顧客対応のAI活用に課題 消費者が求める機能との相違も
Micoは、企業の顧客対応におけるAI活用の実態に関する調査結果を公表した。AIツールの導入や検討は進む一方で、取得したデータを現場のアクションに結び付けられていないとする回答が多く、運用面での課題が浮かび上がった。
Micoは2026年5月27日、「AI時代の顧客接点に関する実態調査」の結果を公表した。営業やカスタマーサポートなどの顧客対応領域でAI導入が進んでいる一方、現場での活用や運用設計に課題が残っている状況が示された。
現場でのAI活用に課題 企業と消費者の求めるものにズレも
調査はMicoが実施したもので、20〜50代の消費者709人と、営業または顧客対応業務に従事する企業担当者301人の計1010人を対象に、2026年5月12日〜14日にインターネットで実施した。対象業界は人材と金融保険、不動産、通信、自動車販売、インフラだ。
企業担当者向けの設問に対しては、79.7%が「AIツールを導入済み、または導入を検討している」した。一方で、「AIツールなどのシステムを導入・運用する中で課題がある」とした層に、その課題の具体的な内容を尋ねたところ、「分析やデータは取れているが、現場アクションに活かせていない」が41.1%で最多となった。課題が解消されない根本原因としては、「ツールを導入しただけで業務プロセスに沿った運用設計ができていない」が38.1%で最も多かった。

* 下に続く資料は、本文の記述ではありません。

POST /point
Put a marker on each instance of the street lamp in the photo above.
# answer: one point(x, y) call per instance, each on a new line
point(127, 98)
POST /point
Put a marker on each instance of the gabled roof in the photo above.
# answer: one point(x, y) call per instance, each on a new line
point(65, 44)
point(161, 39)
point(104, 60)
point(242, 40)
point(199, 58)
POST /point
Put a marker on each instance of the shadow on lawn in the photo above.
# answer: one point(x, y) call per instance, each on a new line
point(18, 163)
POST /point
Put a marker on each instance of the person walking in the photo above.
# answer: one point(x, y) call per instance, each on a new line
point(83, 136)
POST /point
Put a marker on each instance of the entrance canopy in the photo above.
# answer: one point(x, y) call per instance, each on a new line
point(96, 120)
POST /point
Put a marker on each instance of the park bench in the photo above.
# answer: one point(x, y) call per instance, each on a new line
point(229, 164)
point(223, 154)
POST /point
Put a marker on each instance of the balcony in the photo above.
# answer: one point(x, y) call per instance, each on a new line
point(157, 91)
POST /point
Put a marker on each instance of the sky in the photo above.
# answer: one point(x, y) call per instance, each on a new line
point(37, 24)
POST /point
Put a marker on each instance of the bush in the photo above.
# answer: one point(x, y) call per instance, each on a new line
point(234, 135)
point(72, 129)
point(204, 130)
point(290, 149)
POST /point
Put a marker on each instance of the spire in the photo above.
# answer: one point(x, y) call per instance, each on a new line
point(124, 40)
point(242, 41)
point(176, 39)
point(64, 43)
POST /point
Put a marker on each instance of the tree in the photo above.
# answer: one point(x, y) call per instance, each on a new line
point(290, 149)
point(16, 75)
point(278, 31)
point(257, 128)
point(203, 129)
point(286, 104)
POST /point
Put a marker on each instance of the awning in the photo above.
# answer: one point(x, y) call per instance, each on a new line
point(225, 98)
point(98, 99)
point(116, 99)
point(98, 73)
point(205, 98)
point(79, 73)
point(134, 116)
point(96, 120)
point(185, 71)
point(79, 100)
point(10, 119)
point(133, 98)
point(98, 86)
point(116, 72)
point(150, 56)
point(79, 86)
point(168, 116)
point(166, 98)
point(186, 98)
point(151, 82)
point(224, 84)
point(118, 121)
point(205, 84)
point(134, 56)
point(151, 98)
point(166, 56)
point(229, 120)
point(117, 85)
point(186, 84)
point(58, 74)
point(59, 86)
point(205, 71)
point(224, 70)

消費者向けの設問では、企業に求める対応として「問い合わせへの即時レスポンス」が42.9%で最多だった。また、64.0%が返答の遅さを理由に購入・契約をやめた経験があると回答し、対応速度が顧客の意思決定に影響していることもうかがえる。比較検討時に意思決定疲れを感じる理由では、「情報や選択肢が多すぎて整理できない」が41.6%で最も多かった。
こうした結果からは、AI導入そのものよりも、取得したデータを現場の対応や業務フローにどう結び付けるかが課題になっている様子が読み取れる。企業側ではCX向上や対応スピードを重視している一方で、消費者が求める即時性や的確な回答といった要望との間に、隔たりがある可能性もありそうだ。